Pemegang izin tersebut dapat berupa perusahan swasta, BUMN (Badan Usaha Milik Negara), maupun BUMD (Badan Usaha Milik Daerah)
"Poin kewajiban justru kepada masyarakat yamg bukan untuk kepentingan usaha," ungkapnya dalam Konferensi Pers di Kantor Eksekutif Walhi, Jakarta, Minggu (1/9).
Era juga menyayangkan pengakuan hak masyarakat adat hanya yang diakui dalam Peraturan Daerah (Perda).
"Hak-hak masyarakat baru ada ketika ada Perda," keluhnya.
Ia menilai RUU SDA masih minim pasa aspek partisipasi masyarakat dalam mengelola air.
Secara prinsip harus meliputi perencanaan monitoring dan evaluasi. Ini kalau kita baca nggak ada, nggak jelas masyarakat berpartisipasi pada level mana," jelasnya.
Manager Kampanye, Wahana Lingkungan Hidup Indonesia (WALHI), Wahyu Perdana berpendapat pengakuan hak atas masyarakat seharusnya dilakukan secara deklaratif, bukan konstitusional semata.
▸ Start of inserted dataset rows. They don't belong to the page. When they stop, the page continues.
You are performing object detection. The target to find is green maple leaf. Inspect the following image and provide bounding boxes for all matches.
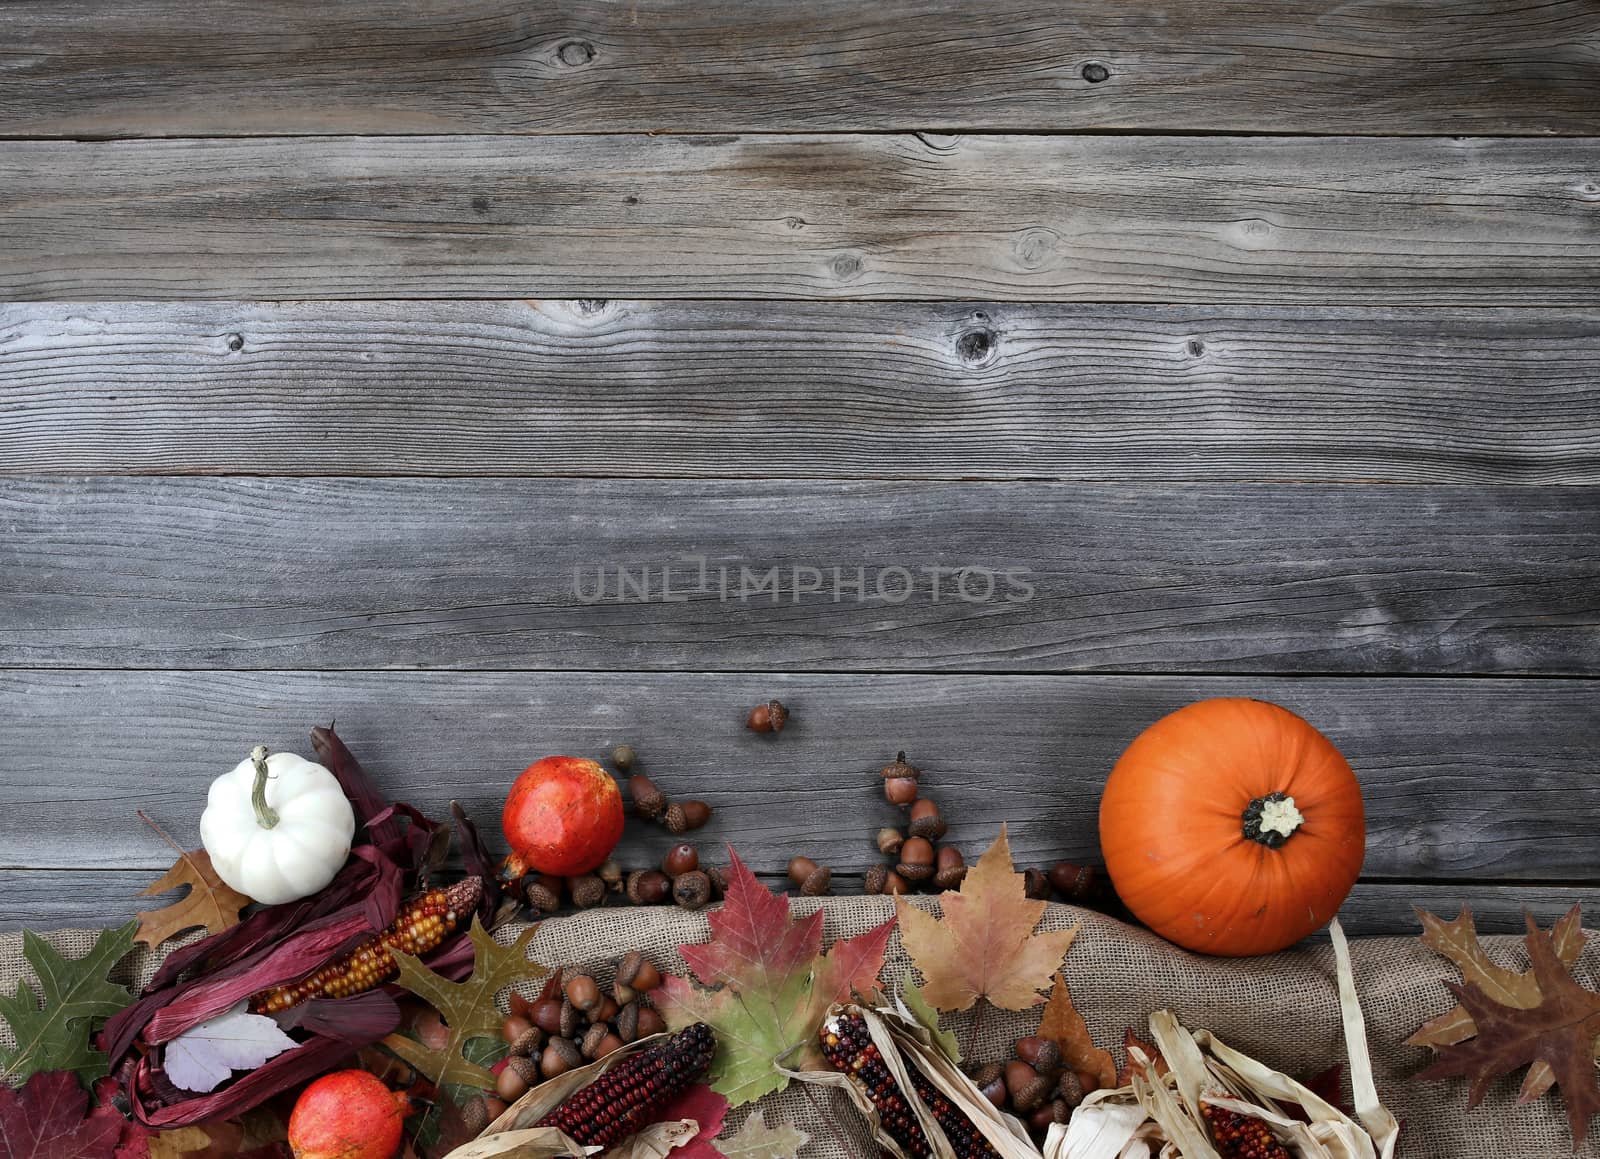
[0,921,137,1086]
[654,850,894,1106]
[383,920,546,1092]
[898,972,960,1064]
[715,1109,810,1159]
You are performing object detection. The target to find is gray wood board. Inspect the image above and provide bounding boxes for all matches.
[5,135,1599,302]
[1,478,1594,674]
[2,1,1597,137]
[0,669,1594,882]
[5,302,1598,483]
[0,871,1592,940]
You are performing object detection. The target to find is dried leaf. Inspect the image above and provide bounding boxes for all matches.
[712,1110,809,1159]
[896,827,1078,1012]
[654,850,894,1106]
[652,1085,729,1159]
[896,974,960,1064]
[131,815,251,950]
[0,1070,123,1159]
[1407,904,1592,1103]
[1416,912,1600,1148]
[1037,973,1116,1093]
[1115,1029,1166,1087]
[384,922,547,1093]
[0,924,137,1086]
[162,1003,296,1094]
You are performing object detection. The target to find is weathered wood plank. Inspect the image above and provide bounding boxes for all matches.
[2,1,1597,138]
[5,302,1598,483]
[1,478,1593,674]
[0,671,1594,885]
[1,870,1593,940]
[4,135,1598,302]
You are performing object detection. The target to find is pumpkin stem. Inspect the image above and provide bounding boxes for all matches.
[250,744,281,830]
[1242,791,1303,848]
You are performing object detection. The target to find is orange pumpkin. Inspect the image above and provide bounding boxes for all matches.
[1098,698,1365,956]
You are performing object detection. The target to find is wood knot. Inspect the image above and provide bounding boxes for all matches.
[471,195,490,214]
[1081,62,1111,83]
[573,299,609,317]
[1013,228,1057,270]
[956,328,998,366]
[1187,338,1206,358]
[225,333,244,352]
[914,132,963,153]
[830,253,863,281]
[557,40,595,67]
[1575,181,1600,203]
"Kalau pendekatannya begitu, hampir sedikit sekali masyarakat yang punya pengelolaan air, ujarnya.
Wahyu menyayangkan hingga kini belum ada perhitungan yang jelas antara kebutuhan air masyarakat dengan kebutuhan air perusahaan pengguna air.
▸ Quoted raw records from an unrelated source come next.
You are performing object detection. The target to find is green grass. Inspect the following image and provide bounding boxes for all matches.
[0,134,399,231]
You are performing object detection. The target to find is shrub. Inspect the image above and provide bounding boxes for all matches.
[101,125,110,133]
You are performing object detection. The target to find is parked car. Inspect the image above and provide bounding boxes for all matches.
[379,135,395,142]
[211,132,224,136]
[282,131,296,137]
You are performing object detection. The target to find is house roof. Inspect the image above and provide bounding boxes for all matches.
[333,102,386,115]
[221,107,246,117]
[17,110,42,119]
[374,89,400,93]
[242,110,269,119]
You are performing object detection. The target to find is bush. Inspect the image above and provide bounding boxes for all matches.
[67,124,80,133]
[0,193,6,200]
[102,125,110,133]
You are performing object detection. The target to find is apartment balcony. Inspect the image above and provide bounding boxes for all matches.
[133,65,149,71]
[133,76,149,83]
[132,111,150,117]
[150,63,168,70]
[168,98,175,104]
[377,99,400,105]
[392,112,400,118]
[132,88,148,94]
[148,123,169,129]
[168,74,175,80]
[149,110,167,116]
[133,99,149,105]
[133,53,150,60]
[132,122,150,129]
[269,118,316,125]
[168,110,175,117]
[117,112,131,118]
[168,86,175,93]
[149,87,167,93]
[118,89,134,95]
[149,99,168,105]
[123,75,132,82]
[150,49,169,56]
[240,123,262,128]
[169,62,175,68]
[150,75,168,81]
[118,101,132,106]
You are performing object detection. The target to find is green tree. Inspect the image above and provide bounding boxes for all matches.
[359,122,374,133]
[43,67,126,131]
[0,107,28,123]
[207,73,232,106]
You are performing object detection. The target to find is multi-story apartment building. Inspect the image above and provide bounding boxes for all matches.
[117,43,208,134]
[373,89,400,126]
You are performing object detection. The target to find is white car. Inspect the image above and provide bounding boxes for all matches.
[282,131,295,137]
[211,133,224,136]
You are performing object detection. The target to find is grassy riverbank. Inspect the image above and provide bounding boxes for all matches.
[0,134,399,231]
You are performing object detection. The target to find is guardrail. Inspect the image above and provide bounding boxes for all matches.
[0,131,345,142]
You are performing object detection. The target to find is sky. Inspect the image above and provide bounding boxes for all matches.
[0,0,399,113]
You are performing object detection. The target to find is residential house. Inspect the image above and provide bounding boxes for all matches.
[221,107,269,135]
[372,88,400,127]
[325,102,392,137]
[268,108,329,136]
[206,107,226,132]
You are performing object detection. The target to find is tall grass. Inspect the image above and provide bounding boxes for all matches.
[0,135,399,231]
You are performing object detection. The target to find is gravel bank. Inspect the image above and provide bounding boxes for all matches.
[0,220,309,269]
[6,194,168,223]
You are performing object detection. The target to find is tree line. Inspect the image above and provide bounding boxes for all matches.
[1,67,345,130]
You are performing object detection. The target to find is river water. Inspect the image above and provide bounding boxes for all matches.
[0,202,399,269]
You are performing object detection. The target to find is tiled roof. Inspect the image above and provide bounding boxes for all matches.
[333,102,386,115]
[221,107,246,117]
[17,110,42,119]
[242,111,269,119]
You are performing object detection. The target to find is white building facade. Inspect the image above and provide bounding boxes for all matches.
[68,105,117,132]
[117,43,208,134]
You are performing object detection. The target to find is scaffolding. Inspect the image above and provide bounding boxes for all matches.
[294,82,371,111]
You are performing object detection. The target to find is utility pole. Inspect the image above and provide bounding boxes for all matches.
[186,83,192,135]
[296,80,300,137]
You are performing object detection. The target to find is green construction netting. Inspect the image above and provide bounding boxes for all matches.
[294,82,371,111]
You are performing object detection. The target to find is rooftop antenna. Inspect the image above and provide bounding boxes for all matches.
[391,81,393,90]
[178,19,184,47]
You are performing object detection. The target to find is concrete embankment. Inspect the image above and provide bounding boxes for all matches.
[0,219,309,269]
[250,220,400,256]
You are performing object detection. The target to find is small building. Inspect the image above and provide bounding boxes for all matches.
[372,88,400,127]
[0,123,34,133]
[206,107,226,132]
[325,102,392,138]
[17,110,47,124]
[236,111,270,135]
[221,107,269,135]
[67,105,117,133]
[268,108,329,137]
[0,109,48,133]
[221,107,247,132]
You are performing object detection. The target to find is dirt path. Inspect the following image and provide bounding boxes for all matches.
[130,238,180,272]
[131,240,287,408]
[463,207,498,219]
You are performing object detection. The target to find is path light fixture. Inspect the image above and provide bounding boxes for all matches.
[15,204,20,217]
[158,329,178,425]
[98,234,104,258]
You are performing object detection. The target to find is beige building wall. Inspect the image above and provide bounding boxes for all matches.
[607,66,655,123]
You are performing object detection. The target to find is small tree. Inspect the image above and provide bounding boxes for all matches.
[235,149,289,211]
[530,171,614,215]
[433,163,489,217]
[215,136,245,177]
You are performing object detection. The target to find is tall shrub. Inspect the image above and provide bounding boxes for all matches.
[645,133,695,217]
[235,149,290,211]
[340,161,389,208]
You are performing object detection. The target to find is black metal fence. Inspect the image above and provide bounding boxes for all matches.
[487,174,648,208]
"Maka itu konteks pengaturannya menjadi penting. Makin rancu ini sebenarnya, sama saja akan biarkan konflik ini di periode mendatang,” tuturnya.
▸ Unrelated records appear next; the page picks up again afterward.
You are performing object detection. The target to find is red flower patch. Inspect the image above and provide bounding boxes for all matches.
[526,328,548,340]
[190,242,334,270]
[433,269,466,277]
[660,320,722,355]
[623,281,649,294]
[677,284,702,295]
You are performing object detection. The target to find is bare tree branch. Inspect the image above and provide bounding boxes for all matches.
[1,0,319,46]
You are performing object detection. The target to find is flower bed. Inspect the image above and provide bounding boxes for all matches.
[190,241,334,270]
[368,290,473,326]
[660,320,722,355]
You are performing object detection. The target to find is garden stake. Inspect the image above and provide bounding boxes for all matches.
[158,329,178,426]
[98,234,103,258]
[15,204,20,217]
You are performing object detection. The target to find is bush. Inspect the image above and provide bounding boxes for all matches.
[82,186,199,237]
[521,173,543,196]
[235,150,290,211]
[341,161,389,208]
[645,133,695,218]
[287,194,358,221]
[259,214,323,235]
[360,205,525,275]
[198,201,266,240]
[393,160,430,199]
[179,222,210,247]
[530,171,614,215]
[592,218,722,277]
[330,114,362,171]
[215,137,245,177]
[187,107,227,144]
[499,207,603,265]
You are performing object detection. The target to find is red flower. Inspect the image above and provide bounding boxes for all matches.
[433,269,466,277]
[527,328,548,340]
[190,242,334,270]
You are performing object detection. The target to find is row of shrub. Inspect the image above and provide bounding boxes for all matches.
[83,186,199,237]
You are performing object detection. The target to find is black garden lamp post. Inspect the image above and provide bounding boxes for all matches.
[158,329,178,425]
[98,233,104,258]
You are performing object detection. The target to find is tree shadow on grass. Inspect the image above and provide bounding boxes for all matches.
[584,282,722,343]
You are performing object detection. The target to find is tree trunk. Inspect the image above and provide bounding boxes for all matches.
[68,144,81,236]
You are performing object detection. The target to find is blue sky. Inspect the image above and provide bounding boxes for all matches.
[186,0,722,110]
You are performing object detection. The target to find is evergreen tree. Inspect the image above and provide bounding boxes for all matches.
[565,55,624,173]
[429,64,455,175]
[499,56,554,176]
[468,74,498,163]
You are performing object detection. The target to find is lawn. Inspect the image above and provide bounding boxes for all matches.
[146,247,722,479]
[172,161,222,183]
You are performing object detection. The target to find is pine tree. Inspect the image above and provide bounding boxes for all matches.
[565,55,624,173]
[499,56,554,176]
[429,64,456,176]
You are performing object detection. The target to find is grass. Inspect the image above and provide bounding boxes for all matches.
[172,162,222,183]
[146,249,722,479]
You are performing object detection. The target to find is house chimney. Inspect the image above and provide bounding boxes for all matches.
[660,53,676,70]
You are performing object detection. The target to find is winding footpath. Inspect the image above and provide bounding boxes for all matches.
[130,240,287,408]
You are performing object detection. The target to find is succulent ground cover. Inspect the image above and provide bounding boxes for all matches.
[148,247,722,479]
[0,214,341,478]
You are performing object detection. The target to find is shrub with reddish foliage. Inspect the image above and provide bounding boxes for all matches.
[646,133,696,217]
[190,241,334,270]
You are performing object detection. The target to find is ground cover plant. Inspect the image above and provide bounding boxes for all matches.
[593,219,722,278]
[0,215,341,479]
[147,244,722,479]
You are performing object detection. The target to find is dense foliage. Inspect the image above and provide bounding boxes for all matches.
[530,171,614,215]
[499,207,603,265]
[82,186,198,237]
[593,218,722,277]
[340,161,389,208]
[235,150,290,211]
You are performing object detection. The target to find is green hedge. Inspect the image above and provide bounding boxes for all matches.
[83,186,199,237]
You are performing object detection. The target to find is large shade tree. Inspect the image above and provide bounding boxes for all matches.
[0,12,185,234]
Staf Riset Koalisi Rakyat untuk Hak Atas Air, Sigit Karyadi Budiono menganggap kewajiban perusahaan membayar sepuluh persen pendapatan untuk konservasi sebagaimana yang tertuang dalam RUU SDA kurang relevan.
"Berapa persennya dihitung dari berapa jumlah investasi, atau meter juta kubik yang diambil, itu bisa dihitung. Tapi, tidak ada data yang bisa diambil untuk pengawasan, neraca air, cadangan air, dan sisanya berapa," terangnya.